J&J's DePuy pushes back at medical funding for hip implants

Johnson & Johnson's ASR all-metal hip implant--Courtesy of Johnson & Johnson

Johnson & Johnson ($JNJ) is striking back at a surgical funding company for allegedly profiting on patients who are suing J&J over its all-metal hip implants and seeking corrective surgeries, a month after a new report shed light on the funder's questionable dealings with individuals involved in vaginal mesh litigation.

As Reuters reports, J&J's DePuy Orthopaedics unit is asking a federal court to make Texas-based medical funder MedStar reveal information so it can see whether the funder tried to "artificially inflate damages claims" for individuals suing over its all-metal ASR hip implants. Medical funding companies like Medstar cover underinsured or uninsured individuals involved in mass litigation cases by purchasing medical bills at steep discounts from doctors, hospitals or other providers. The funders then agree to pay for patients' corrective surgeries, as long as individuals accept a lien on settlements.

But the liens are often larger than expected, leaving patients or companies paying for corrective surgeries with a large bill. MedStar submitted claims of about $1.5 million for 11 surgeries that should have cost no more than $360,000, DePuy said in a federal court filing seen by the news outlet. And the funder is trying to collect twice as much as it paid to collect patients' medical bills and four times what DePuy would typically pay for care, it added.

MedStar founder Dan Christensen is standing by the company's practices, saying claims in the DePuy hip implant litigation are "usual, customary and reasonable," he told Reuters. But DePuy said it needs to see the funder's records before it pays for care. And if the company doesn't like what it sees, it will leave plaintiffs responsible for picking up the tab, according to the Reuters story.

The pushback comes a little more than a month after information surfaced about the medical funding industry's dealings with patients suing over vaginal mesh devices. At least several hundred women with claims against vaginal mesh manufacturers have used medical funders to finance surgeries, Reuters reported at the time.
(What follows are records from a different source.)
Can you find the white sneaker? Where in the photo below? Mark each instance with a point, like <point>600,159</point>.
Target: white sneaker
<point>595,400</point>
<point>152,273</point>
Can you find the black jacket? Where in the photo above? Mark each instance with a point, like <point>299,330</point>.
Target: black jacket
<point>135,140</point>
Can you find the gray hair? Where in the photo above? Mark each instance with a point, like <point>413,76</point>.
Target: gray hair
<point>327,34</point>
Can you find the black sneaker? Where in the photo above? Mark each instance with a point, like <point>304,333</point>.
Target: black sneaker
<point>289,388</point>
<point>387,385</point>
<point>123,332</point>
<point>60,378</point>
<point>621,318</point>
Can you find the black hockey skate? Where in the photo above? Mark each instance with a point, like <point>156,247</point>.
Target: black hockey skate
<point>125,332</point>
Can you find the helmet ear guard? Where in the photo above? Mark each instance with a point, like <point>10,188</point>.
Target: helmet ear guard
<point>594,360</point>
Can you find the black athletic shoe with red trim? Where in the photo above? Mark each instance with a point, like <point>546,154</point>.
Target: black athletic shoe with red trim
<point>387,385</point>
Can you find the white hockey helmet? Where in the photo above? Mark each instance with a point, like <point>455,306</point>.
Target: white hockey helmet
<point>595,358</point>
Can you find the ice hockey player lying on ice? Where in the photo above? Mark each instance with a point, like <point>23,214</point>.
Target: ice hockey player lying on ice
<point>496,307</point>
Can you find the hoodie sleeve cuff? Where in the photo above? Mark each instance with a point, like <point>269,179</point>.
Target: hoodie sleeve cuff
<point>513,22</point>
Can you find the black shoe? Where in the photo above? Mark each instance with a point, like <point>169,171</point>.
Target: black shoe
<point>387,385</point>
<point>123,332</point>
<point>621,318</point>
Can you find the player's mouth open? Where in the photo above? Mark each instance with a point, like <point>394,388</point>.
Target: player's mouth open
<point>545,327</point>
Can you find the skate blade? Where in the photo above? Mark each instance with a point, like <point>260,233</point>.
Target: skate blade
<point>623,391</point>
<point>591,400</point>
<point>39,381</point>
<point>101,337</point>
And in one case, Medstar and its affiliates charged mesh plaintiff Tracy Rizzo more than $60,000 for its services--about three times the amount the company paid to have the plaintiff's implant removed.

"I don't begrudge anybody their share," Rizzo said, as quoted by Reuters. "But when businesses are abusing already injured people, it is greedy, it is wrong and it shouldn't be allowed."

Meanwhile, DePuy is gradually resolving litigation over its all-metal hip implants. In 2010, the company agreed to fork over $2.5 billion to settle thousands of lawsuits claiming injuries by its ASR all-metal hip implants. But J&J/DePuy still face more 6,000 lawsuits over its Pinnacle hip implants, including some cases consolidated in a district court in Texas. When all is said and done, J&J will likely pay upward of $4 billion to resolve its implant cases, Carl Tobias, a product-liability law professor at University of Richmond, said earlier this year.